Celle cote mal taillée devait avoir pour effet d’envenimer les dissensions au lieu de les apaiser. En attendant qu’elles en vinssent au point d’armer l’un contre l’autre les deux chefs français, ceux-ci s’entendaient avec les sauvages Abenaquis, Etchemins et Souriquois et, par leur intermédiaire, étendaient sur une grande échelle le commerce des pelleteries. Delatour en particulier, grâce à la position de son fort, qui dominait le bassin du fleuve Saint-Jean, recevait facilement les fourrures d’un immense territoire. Chaque année voyait arriver à Jemsek des flotilles de canots qui descendaient du fleuve et de ses affluents, les uns montés par les agents et les coureurs de bois expédiés par Delatour, les autres conduits par les Indiens eux-mêmes. Ce commerce, grâce à la paix qui régnait alors entre la France et l’Angleterre, jouissait d’une sécurité jusqu’alors inconnue, et donnait de tels profils qu’en certaines années on peut évaluer ceux de Delatour de 100 à 150,000 livres[1].
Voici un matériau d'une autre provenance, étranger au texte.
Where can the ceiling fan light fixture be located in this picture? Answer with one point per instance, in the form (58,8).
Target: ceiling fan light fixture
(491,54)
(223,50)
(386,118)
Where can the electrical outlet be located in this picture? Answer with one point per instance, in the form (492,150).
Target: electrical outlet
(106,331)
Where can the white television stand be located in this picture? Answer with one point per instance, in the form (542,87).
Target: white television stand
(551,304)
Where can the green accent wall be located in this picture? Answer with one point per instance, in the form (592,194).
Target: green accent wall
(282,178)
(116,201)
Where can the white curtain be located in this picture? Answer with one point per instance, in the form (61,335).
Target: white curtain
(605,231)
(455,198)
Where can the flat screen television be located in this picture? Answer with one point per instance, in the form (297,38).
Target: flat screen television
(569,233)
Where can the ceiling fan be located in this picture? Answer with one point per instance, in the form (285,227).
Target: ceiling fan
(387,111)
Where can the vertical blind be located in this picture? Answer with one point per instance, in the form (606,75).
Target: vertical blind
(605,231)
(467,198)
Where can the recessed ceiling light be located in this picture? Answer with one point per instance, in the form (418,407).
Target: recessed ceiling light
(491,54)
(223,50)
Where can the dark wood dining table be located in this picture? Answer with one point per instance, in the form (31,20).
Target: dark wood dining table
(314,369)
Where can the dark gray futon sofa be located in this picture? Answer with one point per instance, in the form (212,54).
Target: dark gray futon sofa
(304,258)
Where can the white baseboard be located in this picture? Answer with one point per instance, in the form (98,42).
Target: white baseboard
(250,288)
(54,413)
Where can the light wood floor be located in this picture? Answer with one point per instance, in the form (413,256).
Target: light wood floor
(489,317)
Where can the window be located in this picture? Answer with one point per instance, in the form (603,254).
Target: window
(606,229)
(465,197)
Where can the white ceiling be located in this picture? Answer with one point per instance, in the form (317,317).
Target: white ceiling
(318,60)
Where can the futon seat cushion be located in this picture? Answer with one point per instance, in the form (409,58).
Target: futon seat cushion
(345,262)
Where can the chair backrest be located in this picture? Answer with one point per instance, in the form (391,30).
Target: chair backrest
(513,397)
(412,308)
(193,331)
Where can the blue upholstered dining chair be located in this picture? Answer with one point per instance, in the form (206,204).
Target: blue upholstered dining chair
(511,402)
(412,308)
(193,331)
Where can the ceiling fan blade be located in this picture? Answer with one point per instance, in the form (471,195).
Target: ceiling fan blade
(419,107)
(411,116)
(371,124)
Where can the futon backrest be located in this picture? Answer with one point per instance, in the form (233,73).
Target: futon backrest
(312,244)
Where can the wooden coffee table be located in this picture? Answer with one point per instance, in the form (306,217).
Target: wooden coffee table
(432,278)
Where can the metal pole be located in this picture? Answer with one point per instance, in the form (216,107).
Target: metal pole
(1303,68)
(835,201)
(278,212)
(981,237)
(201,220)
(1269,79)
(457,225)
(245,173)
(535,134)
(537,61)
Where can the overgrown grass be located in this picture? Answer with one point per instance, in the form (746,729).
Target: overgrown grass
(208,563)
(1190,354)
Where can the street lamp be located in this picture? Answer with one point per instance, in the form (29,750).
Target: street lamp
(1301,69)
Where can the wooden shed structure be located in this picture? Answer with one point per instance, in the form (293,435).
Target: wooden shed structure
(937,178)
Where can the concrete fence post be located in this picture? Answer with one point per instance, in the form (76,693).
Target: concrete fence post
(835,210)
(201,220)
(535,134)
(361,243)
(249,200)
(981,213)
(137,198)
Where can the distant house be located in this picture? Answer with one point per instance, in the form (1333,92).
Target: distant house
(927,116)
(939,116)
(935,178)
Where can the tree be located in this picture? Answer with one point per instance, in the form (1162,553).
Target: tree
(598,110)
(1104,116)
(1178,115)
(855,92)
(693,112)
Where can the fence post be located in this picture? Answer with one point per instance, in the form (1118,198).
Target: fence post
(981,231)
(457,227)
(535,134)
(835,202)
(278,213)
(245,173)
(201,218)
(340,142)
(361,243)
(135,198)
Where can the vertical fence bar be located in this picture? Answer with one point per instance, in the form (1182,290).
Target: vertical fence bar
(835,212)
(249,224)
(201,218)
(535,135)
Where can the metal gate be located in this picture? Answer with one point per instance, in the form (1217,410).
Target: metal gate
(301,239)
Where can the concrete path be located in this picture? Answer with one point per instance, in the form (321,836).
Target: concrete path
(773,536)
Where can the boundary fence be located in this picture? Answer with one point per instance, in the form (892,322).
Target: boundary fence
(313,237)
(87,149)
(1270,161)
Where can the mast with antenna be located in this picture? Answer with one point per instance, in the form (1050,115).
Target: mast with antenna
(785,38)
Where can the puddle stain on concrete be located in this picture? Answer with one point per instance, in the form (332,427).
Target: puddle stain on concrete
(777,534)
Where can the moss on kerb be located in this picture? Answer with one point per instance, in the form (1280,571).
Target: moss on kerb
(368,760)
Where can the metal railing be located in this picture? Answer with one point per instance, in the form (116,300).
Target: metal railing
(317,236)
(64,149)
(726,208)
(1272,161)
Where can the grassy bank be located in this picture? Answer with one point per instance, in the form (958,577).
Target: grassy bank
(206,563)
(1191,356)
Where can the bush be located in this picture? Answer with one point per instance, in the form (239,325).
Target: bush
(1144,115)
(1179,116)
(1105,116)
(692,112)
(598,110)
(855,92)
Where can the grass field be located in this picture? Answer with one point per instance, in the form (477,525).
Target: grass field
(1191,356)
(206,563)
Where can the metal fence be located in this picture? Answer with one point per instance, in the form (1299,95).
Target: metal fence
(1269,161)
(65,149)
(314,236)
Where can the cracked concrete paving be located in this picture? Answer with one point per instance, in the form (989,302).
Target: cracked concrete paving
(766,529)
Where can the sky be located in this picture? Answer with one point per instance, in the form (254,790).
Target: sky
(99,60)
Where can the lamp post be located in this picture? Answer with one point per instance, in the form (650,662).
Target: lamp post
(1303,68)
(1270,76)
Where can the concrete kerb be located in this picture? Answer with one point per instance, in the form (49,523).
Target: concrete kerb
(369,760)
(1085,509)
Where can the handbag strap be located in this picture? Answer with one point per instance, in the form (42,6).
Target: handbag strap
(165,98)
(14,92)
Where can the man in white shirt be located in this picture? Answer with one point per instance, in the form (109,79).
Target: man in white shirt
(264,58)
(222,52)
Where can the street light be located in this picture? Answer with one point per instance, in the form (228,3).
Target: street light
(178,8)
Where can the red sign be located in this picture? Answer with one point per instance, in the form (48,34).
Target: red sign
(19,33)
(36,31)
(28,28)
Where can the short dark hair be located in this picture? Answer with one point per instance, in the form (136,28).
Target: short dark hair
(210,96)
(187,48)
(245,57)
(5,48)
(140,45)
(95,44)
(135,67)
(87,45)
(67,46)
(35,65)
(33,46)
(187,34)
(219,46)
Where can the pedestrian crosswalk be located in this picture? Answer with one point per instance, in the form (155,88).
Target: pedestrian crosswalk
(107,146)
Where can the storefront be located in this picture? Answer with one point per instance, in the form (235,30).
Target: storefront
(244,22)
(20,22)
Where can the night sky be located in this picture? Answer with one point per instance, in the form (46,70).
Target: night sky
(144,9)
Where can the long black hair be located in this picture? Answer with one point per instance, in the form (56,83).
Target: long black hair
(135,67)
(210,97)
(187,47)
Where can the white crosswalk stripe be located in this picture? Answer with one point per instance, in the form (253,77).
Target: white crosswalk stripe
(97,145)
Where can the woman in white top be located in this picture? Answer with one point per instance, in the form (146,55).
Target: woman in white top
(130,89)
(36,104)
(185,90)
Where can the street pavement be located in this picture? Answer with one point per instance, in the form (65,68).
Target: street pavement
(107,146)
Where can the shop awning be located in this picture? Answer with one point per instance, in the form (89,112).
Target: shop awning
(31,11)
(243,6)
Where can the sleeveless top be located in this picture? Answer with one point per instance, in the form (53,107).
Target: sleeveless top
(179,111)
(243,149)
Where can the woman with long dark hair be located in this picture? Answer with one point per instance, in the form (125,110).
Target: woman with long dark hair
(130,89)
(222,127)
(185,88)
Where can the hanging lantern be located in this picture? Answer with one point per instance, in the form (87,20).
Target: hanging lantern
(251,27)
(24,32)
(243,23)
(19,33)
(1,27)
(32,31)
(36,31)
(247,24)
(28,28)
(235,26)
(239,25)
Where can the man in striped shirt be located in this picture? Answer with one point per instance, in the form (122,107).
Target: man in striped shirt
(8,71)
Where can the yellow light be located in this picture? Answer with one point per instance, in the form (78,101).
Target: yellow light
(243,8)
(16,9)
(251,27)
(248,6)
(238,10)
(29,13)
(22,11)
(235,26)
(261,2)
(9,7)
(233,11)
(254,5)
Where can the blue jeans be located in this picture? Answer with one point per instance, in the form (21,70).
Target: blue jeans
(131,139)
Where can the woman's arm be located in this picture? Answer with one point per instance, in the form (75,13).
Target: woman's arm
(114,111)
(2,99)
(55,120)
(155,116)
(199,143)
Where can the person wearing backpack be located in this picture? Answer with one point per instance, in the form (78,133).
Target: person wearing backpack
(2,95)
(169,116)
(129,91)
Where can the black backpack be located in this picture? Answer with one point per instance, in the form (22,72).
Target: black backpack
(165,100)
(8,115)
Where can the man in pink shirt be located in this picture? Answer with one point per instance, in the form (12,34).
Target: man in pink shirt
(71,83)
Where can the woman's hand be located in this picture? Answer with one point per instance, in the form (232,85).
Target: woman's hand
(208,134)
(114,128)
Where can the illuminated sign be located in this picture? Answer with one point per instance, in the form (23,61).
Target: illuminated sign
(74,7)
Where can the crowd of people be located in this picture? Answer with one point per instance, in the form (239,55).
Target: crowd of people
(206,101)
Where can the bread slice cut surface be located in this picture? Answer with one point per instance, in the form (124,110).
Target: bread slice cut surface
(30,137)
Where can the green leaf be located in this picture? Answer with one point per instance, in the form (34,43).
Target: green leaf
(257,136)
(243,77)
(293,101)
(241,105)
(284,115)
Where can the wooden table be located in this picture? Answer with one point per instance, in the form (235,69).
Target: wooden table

D’Aulnay faisait mieux encore. Non content de s’enrichir par le moyen de la traite, il se préoccupait de peupler son gouvernement, dont il avait, abandonnant La Hève, rétabli le siège principal à Port-Royal. Étant passé en France en 1641, il ramena avec lui de la Touraine ou du Berry, une vingtaine de familles nouvelles et plusieurs engagés à temps. Lui-même, prêchant d’exemple, avait depuis longtemps installé avec lui sa

  1. Rameau. Une colonie féodale, p. 73.